Discussing my
last post with a friend on Facebook, it occurred to me that any group blog that would run such an obviously self-indulgent and lachrymose whinefest would clearly have other ore to strip mine.
And I was not disappointed! Forthwith, a few of the lower-hanging fruit:
- They apparently are new to the idea that renting is not the same thing as buying, and so people can be kicked out of their apartments in favor of new tenants when rents go up. (The editors subscribe to the naive belief that "responsible" renters will check to see whether a prior tenant has been evicted to make room for them. Good luck with that!)
- Stop Swinging Your Dicks, C Programmers! It may come as a surprise to Jean Yang that men engage in mostly pointless trash talking about programming languages, but the reason this must stop now is predictably hilarious:
There is also a gendered perception of language hierarchy with the most “manly” at the top. One Slashdot commenter writes,
“Bah, Python is for girls anyways. Everybody knows that PERL is the
language of true men.” Someone else responds, “Actually, C is the
language of true men…” Such views suggest that women might
disproportionately use certain languages, but Ari and Leo found in their
programmer surveys that knowledge of programming languages is largely equivalent between genders.
Women are slightly more likely to know Excel and men are slightly more
likely to know C, C#, and Ruby, but not enough to establish any gendered
hierarchy.
A major reason to eradicate these false stereotypes is that they perpetuate biases against women.
It's always all about the women. We esteem Linux kernel contributors over PHP slingers because of the rigor needed for each discipline. If you want to write kernel code, do that, but be prepared for the wrath of Linus along the way. And sorry, ladies, it's not about you. Like, at all. Sisyphus, please pick up the white courtesy phone...
- Interviews Are Too Stressful, So We Shouldn't Have Them, And No Men Because They Skeer Me. No, seriously, this was a thing Anonymous wrote (emboldening mine):
Before each interview, I was overwhelmed by one thought: They’re going to figure out that I’m a fraud.
I was afraid that, if I couldn’t understand the problem or arrive at a
solution, the interviewer would realize that I don’t have what it takes
to be a software engineer.
Logically, that doesn’t add up. I have a degree in computer science.
Internship experience. A good GPA. I know about data structures and
algorithms. I did tech-related extracurriculars. I work on coding
projects in my free time. I’m not a fraud.

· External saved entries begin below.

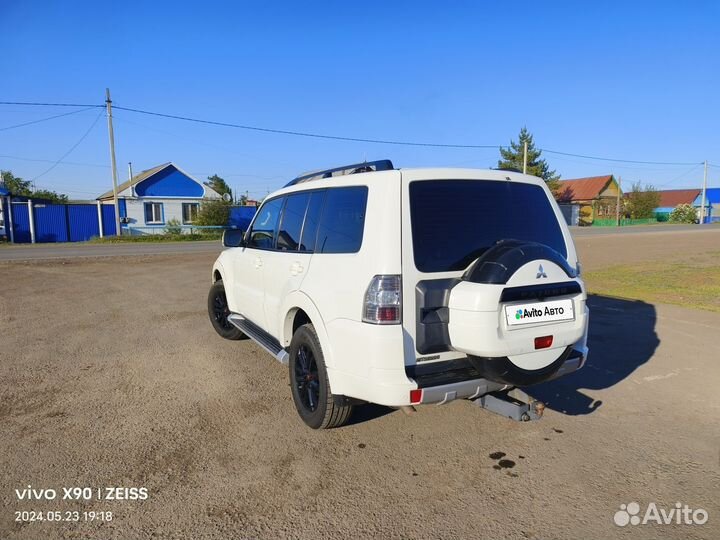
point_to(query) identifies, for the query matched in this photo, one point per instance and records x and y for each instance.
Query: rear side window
(343, 220)
(312, 220)
(455, 221)
(264, 228)
(292, 220)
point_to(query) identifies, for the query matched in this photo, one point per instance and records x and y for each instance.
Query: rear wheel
(309, 383)
(218, 311)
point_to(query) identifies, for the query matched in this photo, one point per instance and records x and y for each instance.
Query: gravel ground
(111, 375)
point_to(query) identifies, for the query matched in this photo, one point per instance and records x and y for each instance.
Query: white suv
(405, 287)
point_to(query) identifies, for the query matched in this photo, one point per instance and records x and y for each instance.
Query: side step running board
(260, 336)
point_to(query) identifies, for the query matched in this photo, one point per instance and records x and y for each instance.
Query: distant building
(671, 199)
(597, 196)
(155, 196)
(712, 204)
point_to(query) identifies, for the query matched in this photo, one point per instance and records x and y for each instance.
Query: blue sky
(626, 80)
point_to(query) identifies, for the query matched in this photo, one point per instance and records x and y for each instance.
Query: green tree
(219, 185)
(213, 213)
(512, 158)
(641, 202)
(683, 213)
(16, 185)
(58, 198)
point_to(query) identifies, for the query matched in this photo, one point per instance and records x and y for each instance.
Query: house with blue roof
(712, 204)
(149, 200)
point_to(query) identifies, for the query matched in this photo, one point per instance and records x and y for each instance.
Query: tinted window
(343, 220)
(264, 228)
(292, 220)
(455, 221)
(312, 220)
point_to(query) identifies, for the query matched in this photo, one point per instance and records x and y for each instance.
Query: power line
(302, 133)
(53, 161)
(34, 104)
(73, 147)
(338, 137)
(45, 119)
(622, 160)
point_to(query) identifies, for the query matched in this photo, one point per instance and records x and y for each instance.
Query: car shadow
(368, 411)
(621, 338)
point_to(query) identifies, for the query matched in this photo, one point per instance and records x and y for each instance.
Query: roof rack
(366, 166)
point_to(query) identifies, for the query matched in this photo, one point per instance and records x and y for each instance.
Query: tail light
(383, 301)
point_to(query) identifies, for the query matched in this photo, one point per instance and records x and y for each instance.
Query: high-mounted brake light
(383, 301)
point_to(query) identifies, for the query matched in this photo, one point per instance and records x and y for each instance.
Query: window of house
(190, 211)
(153, 213)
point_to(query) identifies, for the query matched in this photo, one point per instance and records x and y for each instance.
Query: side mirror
(233, 238)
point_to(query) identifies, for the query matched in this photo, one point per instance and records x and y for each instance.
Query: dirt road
(110, 375)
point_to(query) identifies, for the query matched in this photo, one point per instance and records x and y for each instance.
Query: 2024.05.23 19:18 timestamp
(30, 516)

Yet in interview situations, my anxiety would get the better of me
and I’d start to believe that I was wasting the interviewer’s time by
simply being there, regardless of how well I performed. Being a woman
writing out code in front of a male interviewer (because let’s face it,
it’s almost always a man), or worse, a panel of male interviewers,
creates an intimidating power imbalance that shouldn’t exist in a real
work environment, much less the hiring process for it.
Um, hello, I thought you actually wanted a job programming? No? And what happens when you have to explain your ideas to male peers, and male bosses, and ... oh, never mind. What planet do these special snowflakes think they're going to get a job on? (Incidentally, I actually agree with the author that technical interviews are a poor means of grading potential hires, but it beats what came before it, i.e. the silly résumé dance that does nothing to assure the employer that the candidate has even a slight clue.)

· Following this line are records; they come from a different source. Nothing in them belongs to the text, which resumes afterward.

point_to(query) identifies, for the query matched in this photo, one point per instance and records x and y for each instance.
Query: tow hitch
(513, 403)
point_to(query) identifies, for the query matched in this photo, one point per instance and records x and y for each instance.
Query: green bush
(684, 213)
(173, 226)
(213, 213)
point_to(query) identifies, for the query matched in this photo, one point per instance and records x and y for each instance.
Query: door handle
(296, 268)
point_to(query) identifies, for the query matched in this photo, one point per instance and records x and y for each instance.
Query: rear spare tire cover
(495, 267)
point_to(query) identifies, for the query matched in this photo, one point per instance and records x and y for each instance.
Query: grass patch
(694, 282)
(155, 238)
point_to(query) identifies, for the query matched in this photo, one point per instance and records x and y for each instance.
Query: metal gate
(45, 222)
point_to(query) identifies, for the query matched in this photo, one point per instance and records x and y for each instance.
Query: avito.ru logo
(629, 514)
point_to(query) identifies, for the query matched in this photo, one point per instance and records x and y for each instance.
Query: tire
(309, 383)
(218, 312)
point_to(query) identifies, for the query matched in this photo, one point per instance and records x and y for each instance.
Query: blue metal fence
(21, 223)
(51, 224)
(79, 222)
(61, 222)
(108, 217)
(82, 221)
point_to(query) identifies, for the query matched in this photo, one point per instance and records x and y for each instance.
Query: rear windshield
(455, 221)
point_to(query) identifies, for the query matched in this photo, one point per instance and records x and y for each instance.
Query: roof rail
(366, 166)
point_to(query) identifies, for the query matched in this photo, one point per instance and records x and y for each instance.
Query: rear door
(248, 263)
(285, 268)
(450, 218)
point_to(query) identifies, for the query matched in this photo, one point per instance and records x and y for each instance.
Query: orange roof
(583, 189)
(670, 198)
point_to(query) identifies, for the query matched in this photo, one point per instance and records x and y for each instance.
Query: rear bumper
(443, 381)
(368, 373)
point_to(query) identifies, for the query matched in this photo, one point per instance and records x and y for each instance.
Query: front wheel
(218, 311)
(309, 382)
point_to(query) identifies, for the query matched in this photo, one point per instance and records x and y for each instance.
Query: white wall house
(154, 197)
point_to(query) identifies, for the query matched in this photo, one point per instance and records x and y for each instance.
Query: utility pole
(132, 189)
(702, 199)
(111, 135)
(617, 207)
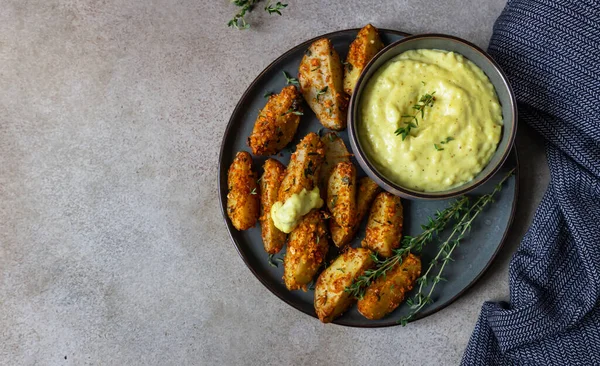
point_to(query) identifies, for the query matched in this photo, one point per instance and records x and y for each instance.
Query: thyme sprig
(289, 80)
(426, 100)
(409, 244)
(444, 255)
(239, 20)
(274, 9)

- MOAR WIMMENZ IN HARDWARE! At least this rant makes the point that hardware defines the software environment, which is true if trivial; but then, MOAR WIMMENZ, which benefit to the corporation and its customers is left, as ever, unexplored. Something, something, diversity, something, something.
- Look, If You're Gonna Diss The 10X Superstar Programmer Idea, Maybe You Should Provide Better Data? Betsy Haibel's post purporting to debunk the high productivity of superstar coders rightly questions Sackman, Erikson, and Grant's methodology, which used the notoriously flawed "lines of code" metric, long-ago abandoned by anyone seriously studying the subject. But then having claimed to slay the dragon, she suspiciously eschews any actual better data of her own, declaring such creatures an unequivocal "myth". (A fine rebuttal that, indeed, the 10X programmer is alive and well may be had here.) She later whips out what seems to be a running trend in these pieces, that of the horrible "imposter syndrome" monster. Is this a uniquely female problem? I would argue that it's certainly a very common one, for reasons elucidated by Katty Kay and Claire Shipman in their May, 2014 Atlantic article, "The Confidence Gap". But your lack of confidence does not a crisis for a potential employer make. If anything, it makes you sound like a problem employee waiting to happen.
Shanley Kane, the progenitor of
Model View Culture, seems to be something of a fragile flower, having only recently restored her Twitter account to public visibility.
Model has her precious stamp all over it. The risible fear of men and of conflict, the refusal to act like a grownup, the asinine insistence on special treatment because, somehow,
diversity is better. When do they ever think of the value they're supposed to deliver to an employer?